In November 1929, Mr. Skinner gave the college $600,000 for the construction of the Belle Skinner Hall of Music, which was dedicated in November, 1831.

Dr. Henry Sloane Coffin, president of Union Theological Seminary, challenged the Class of 1928 in his baccalaureate sermon to ask themselves if they were “carrying” their religion or “is your religion carrying you.” A burdensome religion, he said, was a false religion. “There are many nominal Christians,” he warned, “and possibly some in this graduating class have no sense of being lifted or up-borne by a mighty power.”

“My mission today,” President MacCracken announced in his commencement address, “is to repel the baseless charge that the colleges for women are lawless, that they teem with a subversive life, that we train students against law and government and that we are, to quote the unretracted words of a high official, ‘enemies of the commonwealth.’”

Pointing to the publication in The Vassar Journal of Undergraduate Studies of “the products of our class rooms for public inspection” and the reporting of “the life of our student body” in The Miscellany News, MacCracken said it was “from those who know us least that the criticism comes…. Were it not so we should indeed have suffered in recent years both in the number and the quality of our clientele.

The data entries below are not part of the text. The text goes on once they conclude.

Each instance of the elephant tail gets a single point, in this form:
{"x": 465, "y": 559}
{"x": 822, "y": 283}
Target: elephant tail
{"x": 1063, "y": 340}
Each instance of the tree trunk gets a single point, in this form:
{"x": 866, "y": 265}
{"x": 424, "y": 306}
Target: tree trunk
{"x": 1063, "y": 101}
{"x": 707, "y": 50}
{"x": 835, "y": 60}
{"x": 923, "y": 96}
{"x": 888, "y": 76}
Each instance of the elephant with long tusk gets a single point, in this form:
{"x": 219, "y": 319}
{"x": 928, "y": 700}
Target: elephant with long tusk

That we have not so suffered….is due to the fact that there are those who know us well.”

The New York Times

President MacCracken conferred the bachelor’s degree on 237 members of the Class of 1928 at Commencement in the Chapel. Six master’s degrees were also awarded, and it was announced that annual gifts to the college totaled $891,686, including $300,000 from Samuel W. Baldwin and a bequest from Mary Evelyn Colgate ’27 of $75,000, half of the residuary estate of Miss Colgate, who died May 22, 1928.

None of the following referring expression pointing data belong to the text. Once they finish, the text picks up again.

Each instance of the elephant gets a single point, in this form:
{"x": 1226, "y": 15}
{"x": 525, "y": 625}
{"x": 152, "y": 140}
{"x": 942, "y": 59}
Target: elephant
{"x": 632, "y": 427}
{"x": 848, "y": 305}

The first airmail from Europe to the United States, carried by the Graf Zeppelin, included three letters to Vassar.

Republican candidate Herbert Hoover won the presidential election, defeating New York Governor Alfred E. Smith.

“Student Vote Won by Hoover. Smith Poor Second Gets Only 209 against 506.”

Poughkeepsie Eagle

Under the auspices of the Vassar Cooperative Bookshop, Edna St. Vincent Millay ’17 read, before a large audience, from both her published and unpublished work in the Students’ Building. Reading “Passer Mortuus Est,” from Second April (1921), Millay noted that it was written while she was a student and that, according to The Miscellany News, it was “influenced by her study of Catullus.” “The Ballad of the Harp Weaver,” the Misc. reviewer continued, “stirred the audience through its effective rhythms and its moving simplicity, beautifully expressed in Miss Millay’s reading.” “Memorial to D. C,” five elegies written also at Vassar in memory of Millay’s close friend, Dorothy Coleman ’18, who died in 1918 during the ‘flu epidemic, was read “with an intensity of feeling which gave a sense of their significance.” And the reviewer found Millay’s complex sound-poem, “Counting-out Rhyme—‘Silver bark of beech, and sallow/ Bark of yellow birch and yellow/ Twig of willow….—’a fascinating experiment in the combination of words for sheer loveliness of sound, and in the use of a sort of assonance instead of rhyme.”

Informally, Millay commented on “changes which she noticed on her return to Vassar, particularly the passing of the nightly rush to Chapel.” Compulsory chapel attendance, a dreaded daily event in Millay’s day, was discontinued in November, 1926.

The Minnie Cumnock Blodgett Hall of Euthenics was completed, York & Sawyer, architects. It was the gift of Mr. and Mrs. John Wood Blodgett. Mrs. Blodgett was a member of the Class of 1884, a trustee from 1917 through 1931, and the mother of Katharine Blodgett Hadley ’20, trustee, 1942-1954, and chairman of the Board, 1945-1952.